Les pièces produites n’établissent pas une atteinte de M. [U] à son accès aux soins.
Il convient néanmoins d’inviter l’administration à faire procéder à un examen médical de M. [U].
Il convient de confirmer l’ordonnance querellée.
PAR CES MOTIFS
Statuant publiquement, en matière civile et en dernier ressort,
Vu l’article 66 de la constitution du 4 octobre 1958,
Vu les articles L.741-1, L742-1 à L743-9 ; R741-3 et R.743-1 à L.743-19 et L.743-21 du Code de l’entrée et du séjour des étrangers et du droit d’asile ;
Vu le décret n° 2024-799 du 2 juillet 2024 pris pour l’application du titre VII de la loi n° 2024-42 du 26 janvier 2024 pour contrôler l’immigration, améliorer l’intégration, relatif à la simplification des règles du contentieux ;
CONSTATANT qu’aucune salle d’audience attribuée au ministère de la justice spécialement aménagée à proximité immédiate du lieu de rétention n’est disponible pour l’audience de ce jour ;
DECLARONS recevable l’appel interjeté par Monsieur [O] [U] ;
CONFIRMONS l’ordonnance déférée en toutes ses dispositions ;
RAPPELONS que, conformément à l’article R.743-20 du Code de l’Entrée et du Séjour des Etrangers et du Droit d’Asile, les intéressés peuvent former un pourvoi en cassation par lettre recommandée avec accusé de réception dans les deux mois de la notification de la présente décision à la Cour de cassation [Adresse 1].

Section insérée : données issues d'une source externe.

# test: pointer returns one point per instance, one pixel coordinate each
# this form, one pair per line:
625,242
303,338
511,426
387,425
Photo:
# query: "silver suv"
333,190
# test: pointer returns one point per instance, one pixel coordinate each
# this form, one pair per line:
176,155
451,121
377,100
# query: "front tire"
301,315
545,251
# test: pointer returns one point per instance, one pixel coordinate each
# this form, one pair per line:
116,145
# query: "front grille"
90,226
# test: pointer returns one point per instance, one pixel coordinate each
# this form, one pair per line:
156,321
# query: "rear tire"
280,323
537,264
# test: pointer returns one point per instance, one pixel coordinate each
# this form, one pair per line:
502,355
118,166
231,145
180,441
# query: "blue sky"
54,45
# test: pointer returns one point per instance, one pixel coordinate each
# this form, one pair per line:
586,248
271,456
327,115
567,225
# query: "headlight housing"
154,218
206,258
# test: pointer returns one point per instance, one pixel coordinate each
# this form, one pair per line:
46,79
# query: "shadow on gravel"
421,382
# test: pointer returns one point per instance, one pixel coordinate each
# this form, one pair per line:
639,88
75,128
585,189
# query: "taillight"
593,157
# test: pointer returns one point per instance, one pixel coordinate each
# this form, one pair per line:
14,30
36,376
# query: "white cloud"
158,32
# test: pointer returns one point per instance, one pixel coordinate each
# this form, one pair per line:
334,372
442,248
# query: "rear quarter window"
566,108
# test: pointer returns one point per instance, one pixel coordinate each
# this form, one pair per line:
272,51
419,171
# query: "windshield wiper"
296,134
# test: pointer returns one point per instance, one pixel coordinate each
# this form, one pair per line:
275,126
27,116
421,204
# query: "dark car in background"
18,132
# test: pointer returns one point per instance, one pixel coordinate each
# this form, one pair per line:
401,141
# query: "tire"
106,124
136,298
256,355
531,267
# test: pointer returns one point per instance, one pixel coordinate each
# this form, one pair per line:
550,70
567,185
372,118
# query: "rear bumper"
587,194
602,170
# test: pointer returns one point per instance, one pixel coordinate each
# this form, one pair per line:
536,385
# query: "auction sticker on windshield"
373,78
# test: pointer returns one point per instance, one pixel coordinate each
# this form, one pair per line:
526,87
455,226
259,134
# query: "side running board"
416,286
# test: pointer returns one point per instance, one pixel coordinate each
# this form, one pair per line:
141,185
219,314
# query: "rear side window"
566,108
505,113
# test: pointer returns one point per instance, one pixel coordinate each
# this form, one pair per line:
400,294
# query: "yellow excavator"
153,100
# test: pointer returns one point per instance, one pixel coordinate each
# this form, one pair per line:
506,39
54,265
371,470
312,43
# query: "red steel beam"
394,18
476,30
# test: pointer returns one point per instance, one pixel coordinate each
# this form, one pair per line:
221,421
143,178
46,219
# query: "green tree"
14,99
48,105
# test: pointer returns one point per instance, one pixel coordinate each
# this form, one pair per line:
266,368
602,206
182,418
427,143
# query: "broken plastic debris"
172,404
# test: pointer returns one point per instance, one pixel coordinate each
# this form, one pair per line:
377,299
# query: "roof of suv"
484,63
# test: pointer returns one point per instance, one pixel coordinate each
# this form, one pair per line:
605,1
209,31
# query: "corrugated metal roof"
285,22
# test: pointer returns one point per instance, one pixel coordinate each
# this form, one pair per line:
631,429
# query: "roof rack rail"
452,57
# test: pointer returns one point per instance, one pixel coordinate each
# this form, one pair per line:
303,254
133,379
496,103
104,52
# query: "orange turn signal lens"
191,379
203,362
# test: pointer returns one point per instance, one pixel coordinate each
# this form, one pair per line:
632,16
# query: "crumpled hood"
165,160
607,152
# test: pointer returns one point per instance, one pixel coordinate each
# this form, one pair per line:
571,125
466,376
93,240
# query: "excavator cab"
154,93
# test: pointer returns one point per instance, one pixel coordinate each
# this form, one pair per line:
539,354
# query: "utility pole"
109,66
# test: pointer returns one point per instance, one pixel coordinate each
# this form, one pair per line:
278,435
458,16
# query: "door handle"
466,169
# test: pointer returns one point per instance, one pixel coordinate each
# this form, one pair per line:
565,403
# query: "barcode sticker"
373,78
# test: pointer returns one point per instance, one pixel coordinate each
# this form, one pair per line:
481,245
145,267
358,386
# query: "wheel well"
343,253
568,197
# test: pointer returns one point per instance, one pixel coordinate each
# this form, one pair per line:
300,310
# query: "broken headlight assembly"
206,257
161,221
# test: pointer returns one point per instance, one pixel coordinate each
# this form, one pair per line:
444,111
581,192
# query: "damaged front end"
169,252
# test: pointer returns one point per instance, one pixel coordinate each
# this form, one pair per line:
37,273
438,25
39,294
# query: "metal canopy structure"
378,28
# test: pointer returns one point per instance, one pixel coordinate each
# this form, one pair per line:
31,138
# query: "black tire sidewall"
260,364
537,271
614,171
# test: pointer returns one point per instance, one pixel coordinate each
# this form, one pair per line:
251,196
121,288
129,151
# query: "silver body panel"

Fait à la Cour d’Appel de Nîmes,
Le 1er Avril 2025 à
LE GREFFIER, LE PRESIDENT,
' Notification de la présente ordonnance a été donnée ce jour au Centre de rétention administrative de [Localité 3] à M. [O] [U], par l’intermédiaire d’un interprète en langue arabe.
Le à H
Signature du retenu
Copie de cette ordonnance remise, ce jour, par courriel à :
Monsieur [O] [U], pour notification par le CRA,
Me Laurence AGUILAR, avocat,
Le Préfet des Bouches-du-Rhône,
Le Directeur du CRA de [Localité 3],
Le Ministère Public près la Cour d’Appel de Nîmes,
Le Magistrat du siège du tribunal judiciaire de Nîmes.